Namun dengan disahkannya Undang Undang
nomor 1 tahun 1974 tentang Perkawinan (UUP), yang dalam pasal 29 disebutkan bahwa
pada waktu atau sebelum perkawinan calon suami isteri atas persetujuan bersama
membuat suatu perjanjian perkawinan, perjanjian perkawinan berlaku untuk
seluruh warga negara Indonesia. Namun dalam UUP tersebut tidak disebutkan
secara rinci perjanjian tersebut mengenai apa. Oleh karena tidak adanya
pembatasan tersebut maka dapat disimpulkan bahwa isi perjanjian tersebut luas
sekali dan mengenai berbagai hal. Terlebih lagi dalam peraturan pelaksanannya
tidak mengatur lebih lanjut bagaimana tentang perjanjian perkawian dimaksud,
hanya disebutkan bahwa bila terdapat perjanjian perkawinan maka hal tersebut
harus dimuat dalam akta perkawinan hal ini berarti bahwa perjanjian perkawinan
harus diadakan sebelum dilangsungkannya perkawinan.

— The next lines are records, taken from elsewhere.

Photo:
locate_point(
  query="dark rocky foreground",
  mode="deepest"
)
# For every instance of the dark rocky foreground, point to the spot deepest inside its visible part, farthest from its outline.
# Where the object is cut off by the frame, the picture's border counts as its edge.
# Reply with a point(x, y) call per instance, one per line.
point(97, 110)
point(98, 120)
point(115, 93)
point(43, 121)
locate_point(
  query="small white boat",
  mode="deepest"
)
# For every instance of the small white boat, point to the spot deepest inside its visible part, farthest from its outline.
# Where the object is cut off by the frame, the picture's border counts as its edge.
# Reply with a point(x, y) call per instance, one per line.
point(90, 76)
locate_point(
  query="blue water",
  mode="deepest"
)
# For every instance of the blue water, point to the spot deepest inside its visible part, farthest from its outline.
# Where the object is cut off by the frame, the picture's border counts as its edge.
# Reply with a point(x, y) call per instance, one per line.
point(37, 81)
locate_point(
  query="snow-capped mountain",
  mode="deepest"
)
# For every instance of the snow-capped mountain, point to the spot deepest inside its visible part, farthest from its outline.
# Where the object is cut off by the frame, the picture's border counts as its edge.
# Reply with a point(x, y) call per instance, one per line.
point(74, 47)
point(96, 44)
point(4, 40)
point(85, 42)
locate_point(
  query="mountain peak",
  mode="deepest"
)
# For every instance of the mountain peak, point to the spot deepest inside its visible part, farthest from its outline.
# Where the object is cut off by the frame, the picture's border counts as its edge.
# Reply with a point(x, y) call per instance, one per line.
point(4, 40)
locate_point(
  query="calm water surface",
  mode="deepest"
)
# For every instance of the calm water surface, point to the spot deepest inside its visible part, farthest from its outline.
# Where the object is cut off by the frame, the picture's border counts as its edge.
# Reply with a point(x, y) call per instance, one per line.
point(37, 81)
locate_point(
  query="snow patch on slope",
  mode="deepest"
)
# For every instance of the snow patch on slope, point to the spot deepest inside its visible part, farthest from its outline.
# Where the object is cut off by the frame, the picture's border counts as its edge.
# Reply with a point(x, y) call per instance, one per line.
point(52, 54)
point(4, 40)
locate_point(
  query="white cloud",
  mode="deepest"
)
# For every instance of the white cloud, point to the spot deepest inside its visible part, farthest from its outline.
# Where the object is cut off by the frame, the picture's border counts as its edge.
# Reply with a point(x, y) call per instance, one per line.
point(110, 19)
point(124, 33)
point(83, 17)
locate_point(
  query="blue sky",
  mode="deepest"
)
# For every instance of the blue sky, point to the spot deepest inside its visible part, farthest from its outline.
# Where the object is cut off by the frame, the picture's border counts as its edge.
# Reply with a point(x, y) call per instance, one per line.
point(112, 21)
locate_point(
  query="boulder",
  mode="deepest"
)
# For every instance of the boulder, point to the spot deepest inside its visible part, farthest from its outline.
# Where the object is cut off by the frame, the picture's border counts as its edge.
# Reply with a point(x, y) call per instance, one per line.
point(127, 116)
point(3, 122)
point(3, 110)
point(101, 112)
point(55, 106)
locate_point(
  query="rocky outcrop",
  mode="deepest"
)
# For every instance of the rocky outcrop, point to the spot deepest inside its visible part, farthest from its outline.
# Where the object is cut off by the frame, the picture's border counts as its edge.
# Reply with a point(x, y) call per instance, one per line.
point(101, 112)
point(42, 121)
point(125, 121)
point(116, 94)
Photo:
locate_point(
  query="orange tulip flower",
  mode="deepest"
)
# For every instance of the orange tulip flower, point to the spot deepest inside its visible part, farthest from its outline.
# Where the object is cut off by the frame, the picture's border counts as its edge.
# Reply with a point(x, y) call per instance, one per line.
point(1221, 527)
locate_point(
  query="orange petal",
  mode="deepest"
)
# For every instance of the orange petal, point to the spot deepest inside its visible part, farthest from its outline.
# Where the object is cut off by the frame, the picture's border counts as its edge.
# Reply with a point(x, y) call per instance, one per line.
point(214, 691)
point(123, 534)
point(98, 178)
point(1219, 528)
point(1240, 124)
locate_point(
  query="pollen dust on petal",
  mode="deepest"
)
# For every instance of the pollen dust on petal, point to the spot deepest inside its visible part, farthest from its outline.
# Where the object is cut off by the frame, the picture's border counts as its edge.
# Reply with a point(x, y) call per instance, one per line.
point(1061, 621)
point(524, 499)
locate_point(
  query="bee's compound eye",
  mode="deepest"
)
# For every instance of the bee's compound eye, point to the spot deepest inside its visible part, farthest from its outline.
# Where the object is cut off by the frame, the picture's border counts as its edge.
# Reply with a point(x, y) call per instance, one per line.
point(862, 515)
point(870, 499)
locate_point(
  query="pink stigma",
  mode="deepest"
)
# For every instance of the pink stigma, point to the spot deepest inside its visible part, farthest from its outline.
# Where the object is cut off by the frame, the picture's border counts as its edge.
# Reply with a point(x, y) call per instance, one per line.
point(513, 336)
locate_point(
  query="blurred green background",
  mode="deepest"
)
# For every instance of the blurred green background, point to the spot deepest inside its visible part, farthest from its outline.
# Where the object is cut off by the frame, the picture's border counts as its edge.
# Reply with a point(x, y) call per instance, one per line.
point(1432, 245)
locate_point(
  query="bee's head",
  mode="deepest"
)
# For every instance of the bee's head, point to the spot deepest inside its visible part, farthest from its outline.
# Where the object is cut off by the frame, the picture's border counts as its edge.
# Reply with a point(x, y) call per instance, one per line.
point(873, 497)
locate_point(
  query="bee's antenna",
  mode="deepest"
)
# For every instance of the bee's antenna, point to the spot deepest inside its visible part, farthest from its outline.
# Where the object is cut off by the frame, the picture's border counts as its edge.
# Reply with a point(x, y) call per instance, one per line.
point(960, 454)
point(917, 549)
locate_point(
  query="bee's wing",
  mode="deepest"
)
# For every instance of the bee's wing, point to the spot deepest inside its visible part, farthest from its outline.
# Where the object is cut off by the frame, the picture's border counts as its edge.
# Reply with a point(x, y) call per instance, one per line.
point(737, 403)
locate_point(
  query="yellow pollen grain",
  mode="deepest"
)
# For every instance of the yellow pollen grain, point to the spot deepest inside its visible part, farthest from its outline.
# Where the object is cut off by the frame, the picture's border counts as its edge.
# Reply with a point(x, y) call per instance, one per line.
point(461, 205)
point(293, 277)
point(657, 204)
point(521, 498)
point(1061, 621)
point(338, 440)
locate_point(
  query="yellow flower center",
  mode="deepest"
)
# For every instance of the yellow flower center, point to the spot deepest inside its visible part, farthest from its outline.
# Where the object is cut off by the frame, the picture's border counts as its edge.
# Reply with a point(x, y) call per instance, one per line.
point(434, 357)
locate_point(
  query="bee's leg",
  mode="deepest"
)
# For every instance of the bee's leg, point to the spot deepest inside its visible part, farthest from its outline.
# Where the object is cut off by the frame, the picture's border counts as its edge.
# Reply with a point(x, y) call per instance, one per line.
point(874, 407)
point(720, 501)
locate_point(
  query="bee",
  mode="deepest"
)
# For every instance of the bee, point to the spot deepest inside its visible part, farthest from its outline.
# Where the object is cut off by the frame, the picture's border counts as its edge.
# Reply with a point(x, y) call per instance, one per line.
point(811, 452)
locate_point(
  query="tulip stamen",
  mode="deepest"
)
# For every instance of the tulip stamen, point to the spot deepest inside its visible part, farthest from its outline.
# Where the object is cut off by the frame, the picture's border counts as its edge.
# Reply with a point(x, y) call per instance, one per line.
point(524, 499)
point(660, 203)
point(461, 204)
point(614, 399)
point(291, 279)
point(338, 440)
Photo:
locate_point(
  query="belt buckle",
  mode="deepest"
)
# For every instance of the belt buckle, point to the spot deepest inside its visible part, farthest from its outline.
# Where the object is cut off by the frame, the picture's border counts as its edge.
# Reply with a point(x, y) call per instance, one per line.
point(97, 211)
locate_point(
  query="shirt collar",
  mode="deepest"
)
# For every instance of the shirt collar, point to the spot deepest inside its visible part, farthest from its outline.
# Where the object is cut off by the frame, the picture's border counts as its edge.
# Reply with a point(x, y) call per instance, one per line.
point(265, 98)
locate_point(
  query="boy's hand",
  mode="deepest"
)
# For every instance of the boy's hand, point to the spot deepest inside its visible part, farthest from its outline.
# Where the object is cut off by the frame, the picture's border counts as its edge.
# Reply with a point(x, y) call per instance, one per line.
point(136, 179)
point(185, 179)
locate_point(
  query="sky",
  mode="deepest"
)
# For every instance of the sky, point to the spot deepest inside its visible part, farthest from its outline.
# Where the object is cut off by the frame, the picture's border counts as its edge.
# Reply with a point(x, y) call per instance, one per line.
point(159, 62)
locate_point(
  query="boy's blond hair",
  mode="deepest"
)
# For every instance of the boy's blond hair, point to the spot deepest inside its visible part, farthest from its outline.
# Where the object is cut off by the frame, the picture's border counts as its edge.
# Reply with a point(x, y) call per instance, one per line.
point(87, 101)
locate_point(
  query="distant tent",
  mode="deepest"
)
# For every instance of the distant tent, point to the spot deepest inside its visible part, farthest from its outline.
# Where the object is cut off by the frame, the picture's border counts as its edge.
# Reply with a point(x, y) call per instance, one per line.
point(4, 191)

Mengenai perjanjian perkawinan
yang diatur dalam pasal 29 UUP yang berbunyi :
- Pada waktu atau sebelum perkawinan dilangsungkan, kedua pihak atas persetujuan bersama dapat mengadakan perjanjian tertulis yang disahkan oleh Pegawai Pencatatan Perkawinan, setelah isinya berlaku juga terhadap pihak ketiga sepanjang pihak ketiga tersangkut.
- Perjanjian tersebut tidak dapat disahkan bilamana melanggar batas-batas hukum, agama dan kesusilaan.
- Perjanjian tersebut berlaku sejak perkawinan berlangsung.
- Selama perkawinan berlangsung perjanjian tersebut tidak dapat diubah, kecuali bila dari kedua belah pihak ada persetujuan untuk mengubah dan perubahan tidak merugikan pihak ketiga.
Oleh karena ketentuan yang
tercantum dalam UUP tentang perjanjian perkawinan tidak mengatur secara detail,
maka masyarakat masih menggunakan KUHPerdata terhadap ketentuan-ketentuan yang
belum diatur dalam UUP.
Dalam penjelasan pasal 29 UUP
menyatakan bahwa perjanjian dalam pasal ini tidak termasuk taklik talak. Namun
dalam pasal 11 Peraturan Menteri Agama nomor 3 tahun 1975 menyebutkan suatu
peraturan yang bertentangan. Hal itu diungkapkan sebagai berikut.
- Calon suami isteri dapat mengadakan perjanjian sepanjang tidak bertentangan dengan hukum Islam.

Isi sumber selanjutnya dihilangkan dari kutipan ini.